I remember why adventure games died. Friday / 03.09.07 / 12:15PM / Joe
Spoiler Week continues, now teetering relentlessly towards Chulip.
Chulip is the hardest game in the world.
It's an adventure game, so you have to figure things out by exploring. It wouldn't be so bad if the game didn't insist on punishing you for exploring...
And even that wouldn't be so bad if the game didn't have an antiquated save system, where you can only save in certain locations. This game is rough.
This is why adventure games died... because we all got tired of the endless trial-and-error with little to no clues. If you need a hint book to get through the game - and I mean you need it to figure stuff out, not just using it to find sidebar quests or hidden junk - you end up feeling like you're reading an interactive novel, not playing a game.
Sam and Max had stuff in it that made no sense, or requirements that you were just too likely to keep missing. I never would have discovered that their office is two screens long on my own. Never. There's nothing to make you think that you can walk to the right and push the background to reveal a storage closet (which contains an absolutely necessary item.) Either you got lucky and discovered it on your own, or you looked it up in the hint book seven hours later. And that's not even a truly egregious example, just the first one I could recall.
Even Animal Crossing was like this... how would anybody ever had figured out the Perfect Town crap without getting the info from an online guide?
All the adventure games of the classic era had stuff like that in them, but where they deviate from Chulip is that they didn't kill you over it.
Chulip is also really bad about giving good hints. Or at least, it's really uneven about it.
The basic grind of the game has you kissing people to add to your heart strength. Most of the kissable citizens are found in underground holes. You look in the hole and you get a short clue about what this person likes or wants before they'll accept a kiss. These folks only come out of their holes at certain times of the day, but most of them don't say when that will be. All you know is that, when they do show up, they will walk around for a few moments, animating I'm Pissed Off, which means you can't get near them... except for a split second when they animate little happy music notes: the Kissing Moment.
So you probably don't know when you will see them so you can kiss them. You might have an idea about when you should go for the kiss, or you might not. And even if you do see them, they may very well not ever give you the Kissing Moment, either because their shtick is tied into something else you haven't done yet, or just due to complete random happenstance.
Example: Mr. Apollo takes off like a rocket every day around 1pm.

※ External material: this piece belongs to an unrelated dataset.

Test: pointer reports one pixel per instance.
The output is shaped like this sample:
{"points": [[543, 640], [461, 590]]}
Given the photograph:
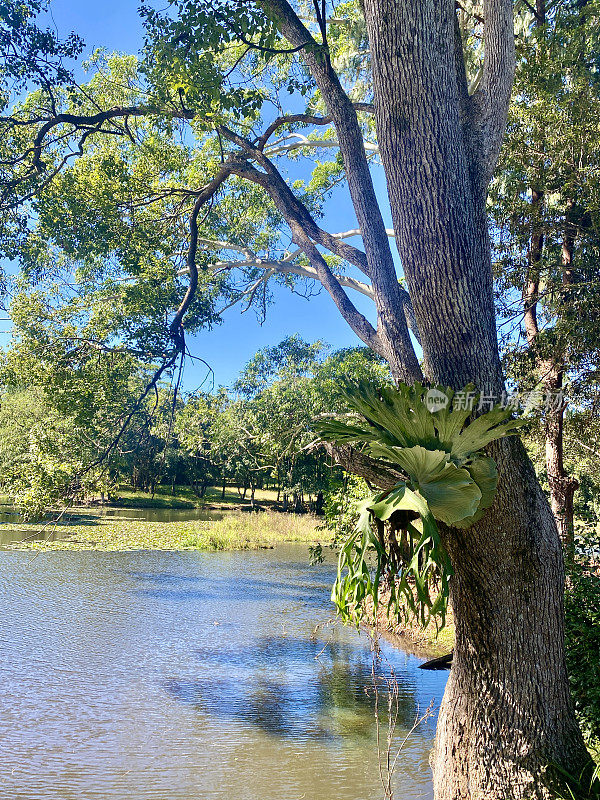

He's one of the few who tells you his time. Your only chance to kiss me occurs when he lands, and lands correctly. If he lands on his head, he goes right into pissy mode and attacks you. Whether or not he lands correctly is a coin flip. I have parked myself near his hole at least twenty times, and I only saw him land it once. And I missed the kiss anyway.
Example 2: Dr. Fill bounces out of his hole on springy shoes sometime in the middle of the night, but he will not allow a kiss until a (seemingly) unrelated storyline event happens (Mrs. Plum loses her teeth). Before that, he remains completely unapproachable, not that you'd know any of this from the supposed hints.
Then there's the stone tiger guy who runs the bathhouse. In order to get his kiss, you have to pay 200z to gain entry to the male side of the bath sometime after 6pm. After undressing, you have to use the faucets in the following order: right, left, right, left. Then you have to stand on a bucket and trigger a silly balancing animation. Then you get in the tub until your eyes shock open in surprise, at which point you can kiss the tiger guy. Now where is the hint system to explain that to me?
Beyond that, there's another underground character (Turtle Boy) who has a 50/50 shot at allowing a kiss, but only if you're undressed... so his Kissing Moment is contingent on doing the 200z bathhouse trip and then sneaking outside while still nearly-naked.
And don't even get me started on the arcane guesswork required to kiss Dr. Dandy.
Not all of the game is this bad, just enough that it really inhibits your fun value. On one hand, the game expects you to explore to find the solution to all the various puzzles... but on the other, it will slaughter your soul and make you replay for hours if you're not careful about it. Especially in the beginning (because your heart meter is low), which is a game-killing sin.
How do I know all of these tricks, by the way? Because I gave up and started peeking through the strategy guide that inhabits the back half of the Chulip manual. I'm having a lot more fun now, because I at least have some guidance as to what the hell is going on.
I've always said that going to FAQs and guides is a renter's cop-out and does nothing but speed-play you into a joyless experience. The underlying premise to that is that it only applies when the game is good... well-designed with in-game hints, a logical task progression, and its own internal logic.
When the game is fundamentally flawed in the way that Chulip is, however, all bets are off. Without that strategy guide (which is kinda vague anyway), there is no gamer out there who stands a chance in hell of finishing the game.